В продолжении десяти лет Стефан де Блуа царствовал в Англии с неравным счастьем, он был попеременно победителем и побеждённым и то удерживал своего сильного врага Роберта Глостера, в качестве заложника и узника, то иногда, сам подпадая под власть императрицы, бывал закован в цепи и томился в тюрьме Бристольского замка. Однако впоследствии счастье повернуло к нему, и хотя Глостер сохранил наружно военные отношения в интересах своей сводной сестры – он сражался за неё, пока был жив, – самая горячая гражданская война прошла; партизаны императрицы потеряли веру в успех её дела, которое увядало под сенью смерти. Английская аристократия разобрала со дня смерти короля Генриха характер Стефана. Его считали храбрым воином, неутомимым рубакой, милосердным человеком и слабым правителем.
Сначала вельможи были мало расположены к узурпатору, не обладавшему достаточным гением, чтобы зарекомендовать себя политической силой, чтобы поддержать свою блестящую храбрость. Их первым движением было отказаться от подчинения его авторитету и постыдно изгнать его, как самозванца. Только впоследствии, когда они были раздосадованы презрительной холодностью императрицы-королевы, то поняли, что управление Стефана гораздо приятнее, чем служба Матильде. Однако Глостер был могуществен и со своими верными вассалами, преданными слугами и с горстью верных независимых рыцарей был в состоянии сохранить под авторитетом сестры Оксфорд Глостер и большую часть северного графства Бёрк.
Теперь, в начале весны 1145 г ., граф уехал со своей свитой, толпой каменщиков и работников на постройку нового замка. Его предполагали выстроить на высотах Фарингдона, где добрый король Альфред в память своей победы вырезал большую белую лошадь, сняв дёрн на песчаной горе. Глостер широко и смело набросал наружную стену и бастионы, вторую внутреннюю стену и громадную крепость, которая таким образом была защищена тройной оградой. Эту работу предстояло исполнить не в месяцы, а в недели, и если было бы возможно – скорее в дни, чем в недели. Все должно было составить сильный аванпост для новой кампании; для этого не берегли ни труда, ни денег. Глостер расположил лагерь сестры и свою собственную палатку на возвышенной лужайке, лежащей против замка. Оттуда он сам руководил и командовал. Оттуда же императрица Матильда, сидя под поднятым флагом своей императорской палатки, могла видеть серые камни, поднимавшиеся один над другим, ряд над рядом, глыба над глыбой. Они вырастали с лёгкостью, напоминавшей ей тот восточный фокус произведённый кудесником в тюрбане и виденный ею при дворе императора, когда фокусник из зёрна выращивал целое дерево с листьями и спелыми плодами пока поражённые придворные могли сосчитать до пятидесяти.
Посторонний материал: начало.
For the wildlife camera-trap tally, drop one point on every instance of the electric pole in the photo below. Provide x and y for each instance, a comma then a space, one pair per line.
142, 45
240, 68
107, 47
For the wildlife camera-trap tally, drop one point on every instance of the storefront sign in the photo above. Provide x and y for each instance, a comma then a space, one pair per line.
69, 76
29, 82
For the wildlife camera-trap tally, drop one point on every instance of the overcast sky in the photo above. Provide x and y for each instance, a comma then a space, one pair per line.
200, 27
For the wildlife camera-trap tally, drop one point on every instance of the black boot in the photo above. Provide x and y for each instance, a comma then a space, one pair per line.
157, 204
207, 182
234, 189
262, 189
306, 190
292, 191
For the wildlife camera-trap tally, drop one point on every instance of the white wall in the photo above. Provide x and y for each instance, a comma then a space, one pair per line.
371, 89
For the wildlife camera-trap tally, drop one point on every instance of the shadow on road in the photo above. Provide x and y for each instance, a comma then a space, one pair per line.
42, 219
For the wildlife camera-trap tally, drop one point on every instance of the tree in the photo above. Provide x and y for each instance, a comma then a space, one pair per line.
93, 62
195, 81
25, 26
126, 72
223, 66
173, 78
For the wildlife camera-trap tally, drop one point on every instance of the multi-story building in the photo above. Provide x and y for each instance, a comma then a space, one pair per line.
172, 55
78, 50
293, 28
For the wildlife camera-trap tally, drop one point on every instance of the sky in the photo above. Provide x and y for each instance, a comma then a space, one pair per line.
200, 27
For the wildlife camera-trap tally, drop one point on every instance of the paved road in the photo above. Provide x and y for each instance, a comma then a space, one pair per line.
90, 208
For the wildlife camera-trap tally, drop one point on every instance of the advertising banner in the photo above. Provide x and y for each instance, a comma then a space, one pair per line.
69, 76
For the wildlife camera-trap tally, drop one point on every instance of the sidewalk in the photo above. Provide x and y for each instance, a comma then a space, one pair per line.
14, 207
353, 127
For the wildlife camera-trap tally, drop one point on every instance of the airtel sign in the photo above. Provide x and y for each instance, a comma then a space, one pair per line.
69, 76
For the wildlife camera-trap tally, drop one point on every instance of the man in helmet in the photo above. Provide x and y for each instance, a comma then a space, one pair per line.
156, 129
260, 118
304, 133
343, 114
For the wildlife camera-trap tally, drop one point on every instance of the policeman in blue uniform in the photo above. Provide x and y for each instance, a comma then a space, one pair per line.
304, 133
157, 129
Туда, как на место общего свидания, несколько верных рыцарей и баронов, оставшихся преданными королеве, являлись засвидетельствовать своё почтение их государыне и пожать руку самому храброму и благородному из воинов, попиравшему ногами английскую землю. Раймунд Вард отправился туда же вместе с другими. Он захватил с собой единственного своего сына Жильберта, которому в то время исполнилось восемнадцать лет; о нем главным образом говорится в этой хронике. Жена Раймунда, леди Года, осталась в замке Сток-Режис, под охраной двенадцати вооружённых слуг. Это были, большей частью, солидные ветераны войн короля Генриха. Но более действенную защиту для неё представляли несколько сот сильных вилланов, а также милиции, преданных душой и телом, готовых умереть за Раймунда и его семью. Во всем Гертфордском, Эссекском или Кентском графствах ни один нормандский барон или граф не был более любим своим саксонским народом, как владелец Стока. Таким образом, его жена чувствовала себя в безопасности, несмотря на его отсутствие, хотя очень хорошо знала, что только малая часть преданности относилась к ней.
Есть люди, которые проходят жизнь с выгодой только для себя, а не для других, благодаря преданности, которую им расточают близкие их родственники и самые дорогие их друзья. Они зависят от успеха чести и репутации тех, кто их нежно любит. Леди Года приписывала своему личному достоинству верную привязанность, которую саксонские вилланы её мужа питали к нему. Впрочем они были обязаны Варду этой привязанностью взамен его неизменной доброты и беспристрастной справедливости. Она перенесла на себя его заслугу, как это делают эгоисты, совершенно убеждённая, что это их долг, или, по крайней мере, готовая думать так, вполне зная, что она этого не заслуживает.